Questo romanzo è l’ultimo atto della saga di Arturo Bandini,
il testamento di un personaggio che nei romanzi precedenti Fante ha fatto amare
e odiare.
Bandini è sempre lui, sempre sbagliato, fuori di testa,
fuori luogo, fuori tempo massimo, un giocatore di calcio folle che calcia il
suo rigore a porta ormai vuota, quando tutti sono già negli spogliatoi, e
nonostante la presunzione di essere il migliore riesce a centrare il palo!
In questo romanzo il protagonista è meno arrabbiato,
megalomane, scorretto, ma pur sempre fedele al personaggio che abbiamo
conosciuto in precedenza (La strada per Los Angeles).
La storia è sempre la stessa, Bandini che insegue il sogno
di un presente dorato fatto del successo come scrittore e sceneggiatore per la
ruggente Holliwood degli anni ’30, in una Los Angeles che già allora poteva
costituire la massima espressione del sogno americano, o il più triste dei
fallimenti.
Bunker Hill è il quartiere dove alloggia il protagonista,
lontanissimo dal lusso delle ville dei divi del cinema e ancora più lontano da
Boulder, la sua città natale del Colorado.
Ripropongo un passo:
C’era un posto, e c’erano persone che mi amavano, e io sarei
andato da loro. Così, fanculo Los Angeles, e le tue donne con i culi alti, e le
tue strade alla moda, perché io me ne vado a casa, torno in Colorado, torno
nella dannata migliore città degli Stati Uniti: Boulder, Colorado.
[…]
Loro non mi consideravano un fallito Ero un eroe, un
conquistatore tornato dai lontani campi di battaglia. Mi diedero persino la
sensazione di contare qualcosa nel mondo.

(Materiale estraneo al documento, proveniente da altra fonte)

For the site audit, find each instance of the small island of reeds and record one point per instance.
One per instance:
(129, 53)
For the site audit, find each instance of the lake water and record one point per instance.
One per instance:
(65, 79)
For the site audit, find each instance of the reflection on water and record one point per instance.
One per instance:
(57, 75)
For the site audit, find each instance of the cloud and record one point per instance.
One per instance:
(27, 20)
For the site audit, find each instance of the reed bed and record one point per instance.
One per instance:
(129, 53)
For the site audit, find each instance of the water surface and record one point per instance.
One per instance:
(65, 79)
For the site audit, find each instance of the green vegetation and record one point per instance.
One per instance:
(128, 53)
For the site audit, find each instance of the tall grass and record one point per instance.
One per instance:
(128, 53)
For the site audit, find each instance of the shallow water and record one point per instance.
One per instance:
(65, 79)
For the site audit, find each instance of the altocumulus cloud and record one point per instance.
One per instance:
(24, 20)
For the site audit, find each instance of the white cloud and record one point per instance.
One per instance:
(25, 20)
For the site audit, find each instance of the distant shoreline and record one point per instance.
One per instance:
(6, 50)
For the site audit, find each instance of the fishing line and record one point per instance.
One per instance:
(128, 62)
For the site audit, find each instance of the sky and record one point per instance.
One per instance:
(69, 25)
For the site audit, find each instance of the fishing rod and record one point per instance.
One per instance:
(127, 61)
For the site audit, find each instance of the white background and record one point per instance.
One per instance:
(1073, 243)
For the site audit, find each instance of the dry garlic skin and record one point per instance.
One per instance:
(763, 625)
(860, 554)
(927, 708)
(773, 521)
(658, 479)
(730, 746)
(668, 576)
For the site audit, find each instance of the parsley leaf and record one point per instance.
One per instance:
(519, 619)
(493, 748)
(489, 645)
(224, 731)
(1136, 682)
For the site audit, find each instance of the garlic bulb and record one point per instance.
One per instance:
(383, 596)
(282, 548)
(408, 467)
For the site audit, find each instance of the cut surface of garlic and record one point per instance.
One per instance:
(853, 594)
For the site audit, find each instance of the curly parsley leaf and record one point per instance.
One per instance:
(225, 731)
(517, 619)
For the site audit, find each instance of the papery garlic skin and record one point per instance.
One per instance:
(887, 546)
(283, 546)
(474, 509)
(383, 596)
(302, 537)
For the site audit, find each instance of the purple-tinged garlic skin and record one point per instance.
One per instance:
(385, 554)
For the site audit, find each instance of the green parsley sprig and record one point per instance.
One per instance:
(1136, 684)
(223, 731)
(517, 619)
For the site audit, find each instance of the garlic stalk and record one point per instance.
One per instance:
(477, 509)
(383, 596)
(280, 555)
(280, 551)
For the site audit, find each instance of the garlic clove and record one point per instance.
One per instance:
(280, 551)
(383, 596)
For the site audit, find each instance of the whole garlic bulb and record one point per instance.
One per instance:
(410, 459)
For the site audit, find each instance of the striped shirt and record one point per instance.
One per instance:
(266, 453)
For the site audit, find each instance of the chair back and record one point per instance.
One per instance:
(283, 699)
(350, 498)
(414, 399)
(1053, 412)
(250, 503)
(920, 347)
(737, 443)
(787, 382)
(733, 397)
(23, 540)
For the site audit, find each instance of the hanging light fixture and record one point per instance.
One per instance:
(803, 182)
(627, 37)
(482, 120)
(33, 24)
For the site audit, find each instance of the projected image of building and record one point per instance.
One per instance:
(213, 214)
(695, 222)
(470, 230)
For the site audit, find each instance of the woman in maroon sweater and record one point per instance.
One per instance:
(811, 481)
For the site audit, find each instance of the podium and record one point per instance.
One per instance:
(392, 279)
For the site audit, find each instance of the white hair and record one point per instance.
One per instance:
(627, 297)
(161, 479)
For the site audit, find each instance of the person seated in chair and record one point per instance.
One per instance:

La storia è solo il disperato tentativo di affermarsi, di
inseguire un sogno troppo grande, anche quando è quasi a portata di mano, anche
quando sarebbe bastato fare un passo indietro per andare avanti: Bandini si
conferma se stesso, come eroe delle scelte sbagliate, maestro di tutto quello
che il lettore non farebbe mai.
La storia di per sé non ha una fine, il romanzo è Bandini,
un ventenne spregiudicato e aggressivo che non perdona la vita per non avergli
dato il successo, o forse solo la capacità di non farselo sfuggire.
Il romanzo è scritto benissimo, i personaggi sono
indimenticabili, i dialoghi convincenti, e le descrizioni di luoghi
scintillanti e meravigliosi, ma anche squallidi e fatiscenti, esaltano il
rapporto stridente tra ricchezza e povertà, tra successo e fallimento, massima
espressione che Los Angeles rappresenta nel sogno americano: l’estremo ovest;
più avanti c’è solo il mare.
Tanti autori hanno fatto dei vinti i propri eroi, proponendo
romanzi diversi con personaggi accomunati da uno stesso destino: la sconfitta! Fante ha
creato Bandini, il non eroe per eccellenza!
Di recente sono stato a Los Angeles e mi è capitato di
passare proprio in quei luoghi: Holliwood Boulevard, Beverly Drive, ammirando
lo splendore dorato del cinema, quello fatto di divi, auto di lusso, ville
straordinarie. Camminando per Olive Street, Fifth Street, Seventh Street in
mezzo alla frenesia dei passanti, al traffico, circondato da quei grattacieli
altissimi si ha quasi la sensazione di veder spuntare, da un momento all’altro,
un ragazzo con una macchina da scrivere e un bel vestito, che cammina svelto
dietro ad un futuro già scritto.
Il romanzo mi è piaciuto tantissimo, ma consiglio la lettura
solo dopo aver letto almeno uno dei precedenti capitoli della saga di Bandini.
Se fosse una canzone “The passenger” di Iggy Pop.